Известно, что если человек, скажем, хочет удержать крик боли или неистовый хохот от щекотки, вообще подавить в себе проявления, вызванные неприятными или болезненными ощущениями, он производит примерно такие движения: стискивает зубы, напрягает мышцы груди и живота, задерживая дыхание, так чтобы воздух остался в легких. Все эти сложные движения проделал Сеченов, одновременно опустив руку в слабый раствор кислоты. Он произвел их, как только начало появляться ощущение от действия кислоты. Удивительное дело, ощущение тотчас, же исчезло! И боль не появлялась почти столько же времени, сколько существовало сделанное Сеченовым усилие.
Вывод напрашивался сам собой: деятельностью механизмов, задерживающих отраженные движения, отчасти притупляется сознательная чувствительность.
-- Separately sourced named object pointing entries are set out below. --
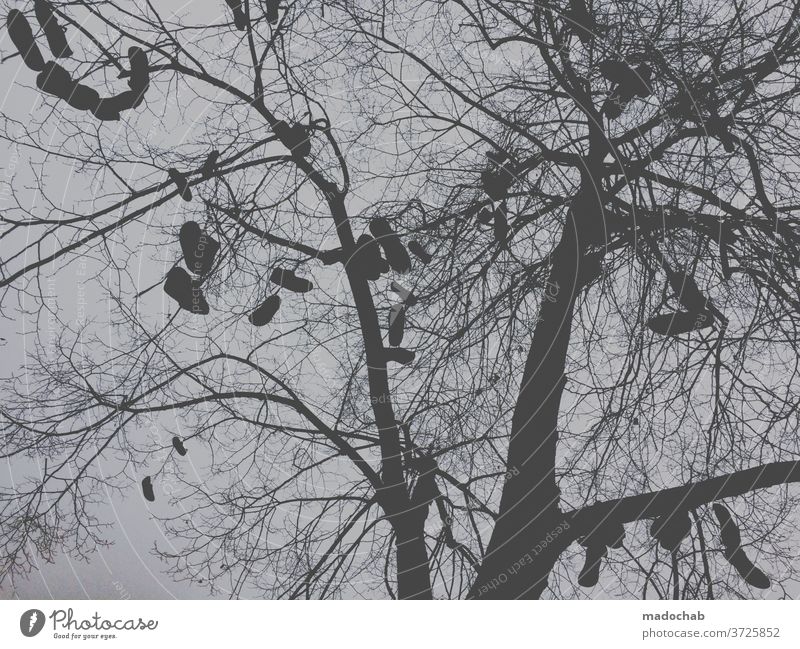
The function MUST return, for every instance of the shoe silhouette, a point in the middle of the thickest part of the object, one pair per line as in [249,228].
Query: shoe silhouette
[181,182]
[367,258]
[272,11]
[295,138]
[55,80]
[419,252]
[147,489]
[265,311]
[53,31]
[210,164]
[19,29]
[239,19]
[397,323]
[288,280]
[139,80]
[732,549]
[178,446]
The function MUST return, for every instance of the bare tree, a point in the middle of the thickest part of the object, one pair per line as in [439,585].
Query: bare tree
[633,168]
[599,203]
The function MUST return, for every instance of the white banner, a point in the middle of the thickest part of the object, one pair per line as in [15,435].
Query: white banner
[351,624]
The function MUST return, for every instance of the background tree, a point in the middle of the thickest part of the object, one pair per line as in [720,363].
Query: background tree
[622,260]
[646,194]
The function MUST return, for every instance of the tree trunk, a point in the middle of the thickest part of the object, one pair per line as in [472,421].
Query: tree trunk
[525,541]
[413,571]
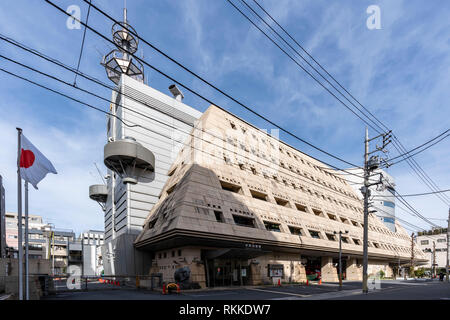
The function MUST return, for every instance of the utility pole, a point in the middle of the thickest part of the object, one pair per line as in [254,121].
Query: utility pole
[434,260]
[448,246]
[366,212]
[412,255]
[370,164]
[340,257]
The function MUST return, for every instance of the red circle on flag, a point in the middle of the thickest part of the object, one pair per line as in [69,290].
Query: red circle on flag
[26,158]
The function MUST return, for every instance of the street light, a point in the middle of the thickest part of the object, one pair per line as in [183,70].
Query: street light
[340,256]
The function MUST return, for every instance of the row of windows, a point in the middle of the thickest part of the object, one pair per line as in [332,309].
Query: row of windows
[163,255]
[291,154]
[276,227]
[285,203]
[286,180]
[425,242]
[264,196]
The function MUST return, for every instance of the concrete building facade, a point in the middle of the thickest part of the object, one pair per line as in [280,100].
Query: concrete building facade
[427,242]
[127,205]
[242,207]
[382,196]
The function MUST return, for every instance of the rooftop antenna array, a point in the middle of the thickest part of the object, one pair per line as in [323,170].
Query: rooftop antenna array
[120,61]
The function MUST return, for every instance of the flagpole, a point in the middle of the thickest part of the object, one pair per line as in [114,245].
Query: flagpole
[19,216]
[27,288]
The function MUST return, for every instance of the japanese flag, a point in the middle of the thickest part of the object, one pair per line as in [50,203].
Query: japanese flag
[33,165]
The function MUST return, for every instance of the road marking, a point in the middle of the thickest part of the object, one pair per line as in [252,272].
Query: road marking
[210,294]
[279,292]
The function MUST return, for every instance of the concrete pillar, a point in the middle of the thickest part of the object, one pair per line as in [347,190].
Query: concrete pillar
[329,271]
[354,272]
[255,277]
[299,273]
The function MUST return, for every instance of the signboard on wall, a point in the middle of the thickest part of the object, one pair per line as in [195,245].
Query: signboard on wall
[275,270]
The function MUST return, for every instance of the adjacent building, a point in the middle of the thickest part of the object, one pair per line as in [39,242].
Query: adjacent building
[91,244]
[434,244]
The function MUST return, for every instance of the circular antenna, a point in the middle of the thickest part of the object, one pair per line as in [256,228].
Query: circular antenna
[129,159]
[98,192]
[123,38]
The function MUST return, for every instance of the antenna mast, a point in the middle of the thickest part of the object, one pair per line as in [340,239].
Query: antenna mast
[120,61]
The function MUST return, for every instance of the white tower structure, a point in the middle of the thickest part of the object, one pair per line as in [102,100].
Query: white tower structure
[145,131]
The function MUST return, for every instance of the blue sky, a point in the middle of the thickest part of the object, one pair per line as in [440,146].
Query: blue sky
[400,72]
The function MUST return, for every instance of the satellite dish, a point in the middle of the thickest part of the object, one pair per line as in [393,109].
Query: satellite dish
[129,159]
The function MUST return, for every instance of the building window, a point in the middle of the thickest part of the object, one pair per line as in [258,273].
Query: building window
[244,221]
[219,216]
[151,224]
[282,202]
[331,237]
[389,204]
[318,213]
[258,195]
[314,234]
[231,187]
[332,217]
[270,226]
[300,207]
[296,231]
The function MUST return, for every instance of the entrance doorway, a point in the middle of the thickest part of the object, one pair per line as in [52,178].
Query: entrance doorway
[313,268]
[344,267]
[227,272]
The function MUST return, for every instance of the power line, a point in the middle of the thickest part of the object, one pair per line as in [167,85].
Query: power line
[179,82]
[195,75]
[132,124]
[98,109]
[272,30]
[411,155]
[37,53]
[82,43]
[423,144]
[411,162]
[128,123]
[415,195]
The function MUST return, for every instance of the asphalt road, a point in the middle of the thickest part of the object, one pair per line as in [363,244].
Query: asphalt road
[389,290]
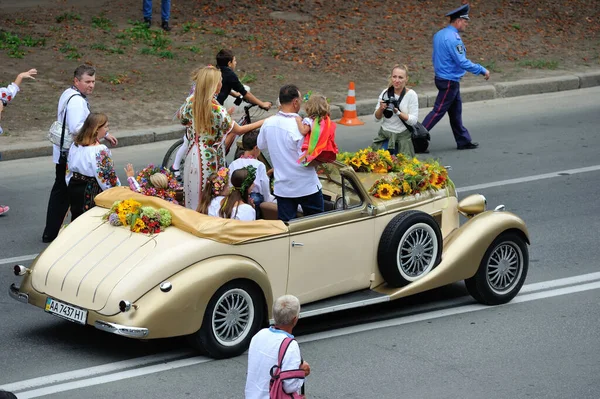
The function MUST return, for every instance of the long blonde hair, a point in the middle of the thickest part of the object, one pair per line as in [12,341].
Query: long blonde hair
[88,134]
[402,67]
[207,80]
[317,106]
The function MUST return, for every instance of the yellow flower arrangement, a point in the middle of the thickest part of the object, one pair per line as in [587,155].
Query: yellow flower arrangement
[140,219]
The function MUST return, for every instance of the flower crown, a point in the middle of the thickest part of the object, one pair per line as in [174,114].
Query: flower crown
[221,181]
[308,94]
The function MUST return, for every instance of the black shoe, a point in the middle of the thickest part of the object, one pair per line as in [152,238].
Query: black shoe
[468,146]
[46,239]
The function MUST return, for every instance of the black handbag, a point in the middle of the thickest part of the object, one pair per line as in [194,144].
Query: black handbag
[418,133]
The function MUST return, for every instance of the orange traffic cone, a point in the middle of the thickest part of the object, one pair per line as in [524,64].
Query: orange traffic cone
[350,117]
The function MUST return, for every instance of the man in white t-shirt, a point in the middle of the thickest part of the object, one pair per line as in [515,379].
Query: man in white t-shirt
[264,351]
[295,184]
[261,190]
[74,102]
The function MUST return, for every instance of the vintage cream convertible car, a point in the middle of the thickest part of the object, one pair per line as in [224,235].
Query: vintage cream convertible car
[214,279]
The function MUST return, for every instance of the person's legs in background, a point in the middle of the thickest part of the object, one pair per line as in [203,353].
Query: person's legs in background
[287,208]
[446,94]
[312,204]
[257,199]
[165,13]
[58,204]
[461,134]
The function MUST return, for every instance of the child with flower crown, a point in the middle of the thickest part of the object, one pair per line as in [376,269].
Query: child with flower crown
[217,186]
[318,130]
[6,96]
[230,202]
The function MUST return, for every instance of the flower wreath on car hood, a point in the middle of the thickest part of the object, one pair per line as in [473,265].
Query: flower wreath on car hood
[400,175]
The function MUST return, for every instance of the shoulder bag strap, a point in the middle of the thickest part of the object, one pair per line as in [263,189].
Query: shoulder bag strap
[62,136]
[410,128]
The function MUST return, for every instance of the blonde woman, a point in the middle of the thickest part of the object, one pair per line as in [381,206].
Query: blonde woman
[397,107]
[208,125]
[91,169]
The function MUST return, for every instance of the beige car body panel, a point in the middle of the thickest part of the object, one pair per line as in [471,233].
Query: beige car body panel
[94,266]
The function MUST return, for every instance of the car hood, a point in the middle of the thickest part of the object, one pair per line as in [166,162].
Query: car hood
[94,265]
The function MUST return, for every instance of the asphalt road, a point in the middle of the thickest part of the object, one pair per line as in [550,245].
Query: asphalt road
[544,344]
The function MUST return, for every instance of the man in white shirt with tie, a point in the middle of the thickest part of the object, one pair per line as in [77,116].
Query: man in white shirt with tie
[74,102]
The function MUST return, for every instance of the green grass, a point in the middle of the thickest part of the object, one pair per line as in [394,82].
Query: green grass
[157,41]
[491,66]
[189,26]
[248,78]
[538,64]
[193,49]
[103,47]
[117,79]
[13,44]
[70,52]
[101,22]
[68,16]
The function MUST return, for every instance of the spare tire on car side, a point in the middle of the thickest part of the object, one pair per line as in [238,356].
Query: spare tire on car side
[409,248]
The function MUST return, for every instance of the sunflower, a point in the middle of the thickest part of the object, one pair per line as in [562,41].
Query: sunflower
[406,187]
[385,191]
[380,167]
[138,226]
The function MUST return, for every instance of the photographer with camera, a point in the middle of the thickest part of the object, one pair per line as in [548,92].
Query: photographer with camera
[396,108]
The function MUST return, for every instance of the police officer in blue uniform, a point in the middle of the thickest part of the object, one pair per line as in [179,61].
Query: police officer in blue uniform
[450,63]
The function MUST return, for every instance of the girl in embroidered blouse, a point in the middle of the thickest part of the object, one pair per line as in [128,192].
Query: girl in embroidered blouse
[90,166]
[210,129]
[230,202]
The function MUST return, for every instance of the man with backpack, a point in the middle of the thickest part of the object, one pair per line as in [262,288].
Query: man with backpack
[275,367]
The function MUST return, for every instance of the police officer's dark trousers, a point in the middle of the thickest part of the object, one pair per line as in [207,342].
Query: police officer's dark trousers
[58,205]
[448,100]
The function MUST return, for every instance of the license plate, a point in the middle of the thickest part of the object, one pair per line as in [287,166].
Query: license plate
[65,311]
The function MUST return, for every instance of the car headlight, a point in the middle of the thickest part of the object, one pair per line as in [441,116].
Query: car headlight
[472,205]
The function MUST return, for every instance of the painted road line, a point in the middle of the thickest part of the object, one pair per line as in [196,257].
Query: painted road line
[562,282]
[146,360]
[444,313]
[157,368]
[518,180]
[89,371]
[307,338]
[526,179]
[18,259]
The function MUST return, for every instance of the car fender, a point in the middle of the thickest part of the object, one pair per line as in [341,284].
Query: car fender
[180,311]
[463,250]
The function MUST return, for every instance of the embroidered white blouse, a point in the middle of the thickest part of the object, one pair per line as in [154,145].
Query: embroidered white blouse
[242,212]
[93,161]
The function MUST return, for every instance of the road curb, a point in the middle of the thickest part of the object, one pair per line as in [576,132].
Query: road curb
[363,108]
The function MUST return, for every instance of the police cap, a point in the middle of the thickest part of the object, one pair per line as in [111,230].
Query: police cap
[460,12]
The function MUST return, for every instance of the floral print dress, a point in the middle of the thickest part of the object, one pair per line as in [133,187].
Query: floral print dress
[206,151]
[90,170]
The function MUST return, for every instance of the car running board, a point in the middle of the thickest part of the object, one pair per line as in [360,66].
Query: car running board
[352,300]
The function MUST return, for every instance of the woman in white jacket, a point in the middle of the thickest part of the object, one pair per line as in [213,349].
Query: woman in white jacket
[397,107]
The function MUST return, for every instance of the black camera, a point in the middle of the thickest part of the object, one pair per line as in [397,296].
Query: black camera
[391,103]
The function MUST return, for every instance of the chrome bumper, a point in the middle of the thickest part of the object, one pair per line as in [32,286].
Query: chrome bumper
[14,293]
[131,332]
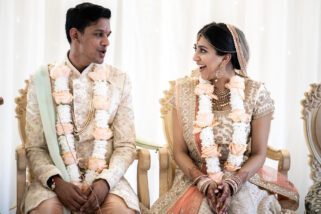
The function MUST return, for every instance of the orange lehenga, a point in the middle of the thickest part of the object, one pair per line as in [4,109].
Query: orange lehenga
[257,194]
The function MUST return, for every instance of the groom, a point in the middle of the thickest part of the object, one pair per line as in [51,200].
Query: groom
[80,125]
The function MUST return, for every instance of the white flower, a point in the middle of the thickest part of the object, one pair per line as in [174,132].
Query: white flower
[239,133]
[101,88]
[61,84]
[207,137]
[64,114]
[102,118]
[235,160]
[67,142]
[100,149]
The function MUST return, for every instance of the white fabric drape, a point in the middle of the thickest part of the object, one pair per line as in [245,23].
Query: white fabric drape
[152,41]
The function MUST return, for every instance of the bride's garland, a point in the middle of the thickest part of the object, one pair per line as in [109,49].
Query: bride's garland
[205,122]
[65,126]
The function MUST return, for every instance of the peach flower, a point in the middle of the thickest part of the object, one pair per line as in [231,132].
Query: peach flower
[78,184]
[60,71]
[98,75]
[96,164]
[102,133]
[101,103]
[237,149]
[210,152]
[70,158]
[64,128]
[239,115]
[230,167]
[63,97]
[204,119]
[217,176]
[196,129]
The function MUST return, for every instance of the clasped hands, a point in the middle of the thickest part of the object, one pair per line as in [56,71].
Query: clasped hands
[83,201]
[219,197]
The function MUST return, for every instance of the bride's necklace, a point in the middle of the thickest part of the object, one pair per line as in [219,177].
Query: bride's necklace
[223,99]
[205,122]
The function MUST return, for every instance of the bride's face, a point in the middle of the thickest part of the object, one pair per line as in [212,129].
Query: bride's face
[206,58]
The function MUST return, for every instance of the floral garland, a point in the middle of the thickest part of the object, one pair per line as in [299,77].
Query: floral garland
[65,128]
[205,122]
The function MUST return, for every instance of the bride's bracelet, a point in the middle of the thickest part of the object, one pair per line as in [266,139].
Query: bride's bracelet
[235,183]
[204,183]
Замечателен вывод, сделанный из этих в общем простых опытов: «…присутствие в зрительных чертогах лягушки нервных механизмов, угнетающих рефлексы при возбуждении, и отсутствие таковых в спинном мозгу».
Так он доказал существование тормозящих центров в головном мозгу.
Этот гениальный вывод является краеугольным камнем в современной физиологии нервной системы. До Сеченова почти все физиологи мира отрицали существование центрального торможения, но и после его открытия они не собирались сдаваться.
Сеченов сделал первое сообщение в «Медицинском вестнике», в России и во Франции, где по представлению Клода Бернара оно было опубликовано в трудах Французской Академии, и еще два года потратил на детализацию своего нового учения.
Он высказал предположение, а потом сам его подтвердил, что торможение можно получить не только раздражением зрительных бугров, но даже раздражением поверхности кожи. Он наносил слабые растворы кислоты и соли на поверхность кожи или на конец перерезанного седалищного нерва, раздражая чувствительные нервы, и выяснил: длительно поступающие в центральную нервную систему потоки импульсов ведут не только к двигательным актам, но и к периодическому их прекращению, когда движение сменяется покоем; после покоя снова наступает период движения и снова за ним период покоя.